Projetos de tecnologia costumam ser apresentados como soluções capazes de transformar empresas, aumentar a eficiência e gerar vantagem competitiva. No entanto, Jean Pierre Lessa e Santos Ferreira, diretor de tecnologia, pontua que, na prática, muitos desses projetos não entregam o resultado esperado. Prazos estouram, custos aumentam e a solução final, quando entregue, não atende às necessidades reais do negócio. Esse cenário levanta uma questão importante: o que ninguém te explica sobre projetos de tecnologia?
Ao longo deste artigo, você vai entender os bastidores que raramente são discutidos, os erros estruturais que comprometem entregas e o que realmente precisa ser considerado para aumentar as chances de sucesso.
Por que projetos de tecnologia falham mesmo com boas intenções?
A maioria dos projetos de tecnologia começa com objetivos claros e expectativas elevadas. No entanto, como destaca Jean Pierre Lessa e Santos Ferreira, um dos principais problemas está no desalinhamento entre o que a empresa precisa e o que está sendo desenvolvido. Muitas vezes, a solução é definida antes de uma análise profunda do problema, o que gera um descompasso entre a entrega e a necessidade real. Esse desalinhamento compromete a percepção de valor do projeto e reduz significativamente as chances de sucesso na prática.
Outro fator relevante é a falta de clareza nos requisitos. Projetos são iniciados com definições superficiais, que não consideram todas as variáveis envolvidas. Com o avanço da execução, surgem ajustes constantes, que aumentam a complexidade, impactam o prazo e elevam os custos. Esse processo de mudanças contínuas compromete a consistência do projeto. Como resultado, a equipe perde previsibilidade e o projeto passa a operar em um ciclo constante de correções e adaptações.

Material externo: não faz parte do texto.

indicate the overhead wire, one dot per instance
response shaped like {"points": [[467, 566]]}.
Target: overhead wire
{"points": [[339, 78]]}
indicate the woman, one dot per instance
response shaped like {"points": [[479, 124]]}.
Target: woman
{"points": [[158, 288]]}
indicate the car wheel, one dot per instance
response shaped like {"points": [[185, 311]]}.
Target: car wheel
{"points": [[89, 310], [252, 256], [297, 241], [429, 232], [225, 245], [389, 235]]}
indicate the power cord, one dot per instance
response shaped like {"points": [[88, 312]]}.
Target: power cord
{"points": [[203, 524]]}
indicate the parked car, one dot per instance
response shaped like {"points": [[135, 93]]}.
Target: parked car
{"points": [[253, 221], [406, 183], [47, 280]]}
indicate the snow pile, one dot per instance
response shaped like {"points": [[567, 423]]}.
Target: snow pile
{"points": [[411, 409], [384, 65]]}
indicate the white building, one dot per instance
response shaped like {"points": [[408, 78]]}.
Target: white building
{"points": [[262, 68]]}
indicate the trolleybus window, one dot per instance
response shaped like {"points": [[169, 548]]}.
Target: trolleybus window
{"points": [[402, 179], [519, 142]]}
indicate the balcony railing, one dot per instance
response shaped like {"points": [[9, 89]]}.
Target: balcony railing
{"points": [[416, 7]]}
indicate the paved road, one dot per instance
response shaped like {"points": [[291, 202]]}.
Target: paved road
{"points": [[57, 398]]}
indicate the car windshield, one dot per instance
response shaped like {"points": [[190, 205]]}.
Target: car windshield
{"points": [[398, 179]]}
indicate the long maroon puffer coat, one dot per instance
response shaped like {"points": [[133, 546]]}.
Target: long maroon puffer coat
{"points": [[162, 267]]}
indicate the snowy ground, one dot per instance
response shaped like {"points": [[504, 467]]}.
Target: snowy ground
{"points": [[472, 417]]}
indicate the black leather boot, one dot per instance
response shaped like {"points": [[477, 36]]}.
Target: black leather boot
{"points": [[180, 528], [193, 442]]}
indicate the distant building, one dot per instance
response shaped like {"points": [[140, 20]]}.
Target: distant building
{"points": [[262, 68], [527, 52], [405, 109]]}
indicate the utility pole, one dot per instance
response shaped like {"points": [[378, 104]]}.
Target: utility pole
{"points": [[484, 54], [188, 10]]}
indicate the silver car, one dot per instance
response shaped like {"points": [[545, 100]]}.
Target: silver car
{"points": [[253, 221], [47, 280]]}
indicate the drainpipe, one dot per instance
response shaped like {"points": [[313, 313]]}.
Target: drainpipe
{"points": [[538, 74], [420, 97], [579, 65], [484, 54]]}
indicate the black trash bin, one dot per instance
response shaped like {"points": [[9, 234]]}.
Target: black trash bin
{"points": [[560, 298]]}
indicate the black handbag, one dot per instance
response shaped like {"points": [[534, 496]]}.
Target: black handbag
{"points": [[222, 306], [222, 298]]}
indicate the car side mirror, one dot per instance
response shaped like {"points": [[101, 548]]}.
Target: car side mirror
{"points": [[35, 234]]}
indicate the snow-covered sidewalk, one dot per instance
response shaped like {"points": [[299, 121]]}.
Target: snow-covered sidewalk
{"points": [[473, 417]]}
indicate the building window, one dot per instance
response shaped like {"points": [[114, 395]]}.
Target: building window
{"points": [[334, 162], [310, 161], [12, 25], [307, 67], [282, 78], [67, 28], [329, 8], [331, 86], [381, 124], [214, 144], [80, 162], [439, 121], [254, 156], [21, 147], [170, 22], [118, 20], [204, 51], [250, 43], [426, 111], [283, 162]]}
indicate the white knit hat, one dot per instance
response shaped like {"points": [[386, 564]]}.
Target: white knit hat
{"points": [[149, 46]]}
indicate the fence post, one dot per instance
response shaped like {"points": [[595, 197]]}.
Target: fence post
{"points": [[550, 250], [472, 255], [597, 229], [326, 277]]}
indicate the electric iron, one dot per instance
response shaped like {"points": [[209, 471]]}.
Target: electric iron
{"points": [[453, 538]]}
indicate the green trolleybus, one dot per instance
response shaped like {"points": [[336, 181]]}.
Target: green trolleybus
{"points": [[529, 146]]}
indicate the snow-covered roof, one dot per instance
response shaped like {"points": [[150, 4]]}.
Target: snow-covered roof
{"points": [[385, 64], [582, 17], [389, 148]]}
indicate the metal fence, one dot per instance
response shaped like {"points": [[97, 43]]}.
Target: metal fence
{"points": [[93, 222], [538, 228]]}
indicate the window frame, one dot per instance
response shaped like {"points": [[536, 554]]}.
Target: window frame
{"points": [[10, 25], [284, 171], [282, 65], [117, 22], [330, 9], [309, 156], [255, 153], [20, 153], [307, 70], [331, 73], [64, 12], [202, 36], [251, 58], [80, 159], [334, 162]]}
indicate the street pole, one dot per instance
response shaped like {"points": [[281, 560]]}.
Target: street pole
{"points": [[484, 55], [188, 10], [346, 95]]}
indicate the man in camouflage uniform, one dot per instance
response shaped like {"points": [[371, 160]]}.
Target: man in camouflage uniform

Além disso, existe uma expectativa irreal sobre a tecnologia. Acreditar que sistemas e ferramentas resolvem problemas estruturais sem necessidade de ajustes organizacionais é um erro comum. Quando processos internos não estão organizados, a tecnologia apenas replica essas falhas, ampliando o impacto em vez de solucioná-lo. Conforme Jean Pierre Lessa e Santos Ferreira, esse cenário cria frustração e reforça a percepção equivocada de que o problema está na tecnologia, quando, na verdade, está na base da operação.

O que não te contam sobre a execução de projetos tecnológicos?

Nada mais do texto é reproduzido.